New home for school of economics inside the Kennedy building
- Large array of PV solar panels
- Close to Sibson which we also built
- Makes collaboration easier with Kent Business School
- Gives school a stronger identity on campus
Our higher education specialists created a new three-storey home for the School of Economics to bring the whole of the School of Economics together.
It gives the school a stronger visual focus, identity and community.
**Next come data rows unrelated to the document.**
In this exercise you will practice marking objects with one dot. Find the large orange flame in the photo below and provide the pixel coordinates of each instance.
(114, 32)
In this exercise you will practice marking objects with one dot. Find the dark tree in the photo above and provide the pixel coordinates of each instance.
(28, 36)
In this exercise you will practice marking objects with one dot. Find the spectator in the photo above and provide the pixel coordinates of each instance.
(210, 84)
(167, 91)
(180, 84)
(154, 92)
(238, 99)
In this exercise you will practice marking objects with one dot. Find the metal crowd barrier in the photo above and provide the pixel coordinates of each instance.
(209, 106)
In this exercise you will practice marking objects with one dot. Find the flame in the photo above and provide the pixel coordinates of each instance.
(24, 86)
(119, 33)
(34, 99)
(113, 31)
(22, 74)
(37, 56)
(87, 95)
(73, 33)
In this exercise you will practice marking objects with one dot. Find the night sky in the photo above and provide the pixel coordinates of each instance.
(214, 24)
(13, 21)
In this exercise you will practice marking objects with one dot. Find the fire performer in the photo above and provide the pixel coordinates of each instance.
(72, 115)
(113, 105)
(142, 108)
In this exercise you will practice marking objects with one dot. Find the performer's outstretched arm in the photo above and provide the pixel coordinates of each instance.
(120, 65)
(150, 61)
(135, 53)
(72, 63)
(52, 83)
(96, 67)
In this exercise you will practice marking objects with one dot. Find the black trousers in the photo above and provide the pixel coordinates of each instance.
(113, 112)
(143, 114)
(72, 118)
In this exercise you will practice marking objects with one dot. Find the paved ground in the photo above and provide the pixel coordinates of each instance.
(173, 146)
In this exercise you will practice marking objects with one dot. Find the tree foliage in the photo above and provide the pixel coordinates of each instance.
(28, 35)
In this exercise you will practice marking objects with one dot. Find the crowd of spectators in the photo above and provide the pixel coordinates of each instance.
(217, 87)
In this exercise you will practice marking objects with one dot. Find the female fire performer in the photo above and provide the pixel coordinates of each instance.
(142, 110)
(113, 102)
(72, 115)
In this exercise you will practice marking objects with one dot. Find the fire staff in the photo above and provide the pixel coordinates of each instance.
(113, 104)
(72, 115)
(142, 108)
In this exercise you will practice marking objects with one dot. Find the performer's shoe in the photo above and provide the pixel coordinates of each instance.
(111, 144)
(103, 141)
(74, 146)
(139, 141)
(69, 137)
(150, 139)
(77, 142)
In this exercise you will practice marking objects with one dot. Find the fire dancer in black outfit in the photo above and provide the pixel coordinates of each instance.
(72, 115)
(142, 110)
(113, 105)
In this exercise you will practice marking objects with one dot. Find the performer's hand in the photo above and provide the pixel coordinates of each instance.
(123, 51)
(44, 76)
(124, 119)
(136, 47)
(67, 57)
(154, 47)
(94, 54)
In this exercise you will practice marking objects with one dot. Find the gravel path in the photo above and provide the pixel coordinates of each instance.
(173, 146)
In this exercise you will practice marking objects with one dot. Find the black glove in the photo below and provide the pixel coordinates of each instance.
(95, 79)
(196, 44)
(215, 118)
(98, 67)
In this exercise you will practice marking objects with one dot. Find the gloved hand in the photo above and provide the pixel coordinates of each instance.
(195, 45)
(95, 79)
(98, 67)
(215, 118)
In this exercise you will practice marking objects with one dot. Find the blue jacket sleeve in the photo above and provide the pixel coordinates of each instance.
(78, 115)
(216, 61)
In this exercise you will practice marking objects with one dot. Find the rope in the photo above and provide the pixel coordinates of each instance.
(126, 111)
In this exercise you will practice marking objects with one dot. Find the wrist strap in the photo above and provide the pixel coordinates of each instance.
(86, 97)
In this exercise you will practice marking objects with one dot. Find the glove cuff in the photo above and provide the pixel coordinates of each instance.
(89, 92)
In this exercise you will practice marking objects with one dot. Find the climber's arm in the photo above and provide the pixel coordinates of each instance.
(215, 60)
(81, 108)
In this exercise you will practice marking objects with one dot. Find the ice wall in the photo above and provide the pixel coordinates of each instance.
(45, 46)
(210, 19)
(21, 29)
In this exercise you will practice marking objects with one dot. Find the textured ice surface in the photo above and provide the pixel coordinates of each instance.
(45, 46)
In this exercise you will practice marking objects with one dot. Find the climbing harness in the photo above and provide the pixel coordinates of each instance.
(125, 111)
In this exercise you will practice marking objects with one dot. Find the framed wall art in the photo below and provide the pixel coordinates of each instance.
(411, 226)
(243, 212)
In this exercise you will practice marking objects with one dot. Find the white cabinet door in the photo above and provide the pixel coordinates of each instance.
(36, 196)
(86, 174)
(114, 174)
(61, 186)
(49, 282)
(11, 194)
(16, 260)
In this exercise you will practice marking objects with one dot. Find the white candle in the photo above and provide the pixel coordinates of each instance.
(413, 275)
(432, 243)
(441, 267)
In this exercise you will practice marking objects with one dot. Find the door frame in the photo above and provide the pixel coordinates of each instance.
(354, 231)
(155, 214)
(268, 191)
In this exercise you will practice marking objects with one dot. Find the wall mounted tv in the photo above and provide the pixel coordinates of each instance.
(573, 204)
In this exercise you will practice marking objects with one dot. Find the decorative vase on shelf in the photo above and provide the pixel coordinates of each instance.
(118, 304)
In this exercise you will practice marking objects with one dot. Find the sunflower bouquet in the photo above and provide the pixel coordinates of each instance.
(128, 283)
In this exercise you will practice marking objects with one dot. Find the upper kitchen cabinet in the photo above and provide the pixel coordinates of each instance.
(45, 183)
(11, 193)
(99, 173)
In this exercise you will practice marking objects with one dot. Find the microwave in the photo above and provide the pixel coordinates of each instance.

In particular, space which is open to all the School’s students will for the first time allow undergraduate students a physical presence within that community.
The L-shaped building comprises approximately 4,000 m2 (gross floor area) and is located in the north-western part of the campus, where the Kent Research and Development Centre (KRDC) currently stands, between the Sports Centre, the Jennison Building and the old KBS building, and opposite the new Sibson Building, which we also built.
The location brings Economics into closer proximity with Kent Business School and the School of Mathematics, Statistics and Actuarial Science, to create an area of strength in ‘financial and business’ subjects in one area of the campus.
The University of Kent features an array of photovoltaic panels to reduce reliance on energy from the national grid.
Adrian Stubbs, Lead Architect on the project, commented: “The design creates an economic, sustainable and flexible solution that will, nevertheless, create a distinctive, high quality addition to the campus that reflects the importance of the subject and the confidence of the University for the future.”
Roger Forsdyke, managing director for Willmott Dixon in the Southern Home Counties:
“We are delighted to have worked once again with the University of Kent, our experience of higher education and working in live environments on major hub projects ensured we created a centrepiece that will provide an excellent learning environment for many generations to come.”
It’s the latest in a series of major projects the company is responsible for delivering in the higher education sector, following similar facilities for universities that include Cambridge, Bournemouth, Birmingham City, West London and Brighton with a combined value of over £200 million.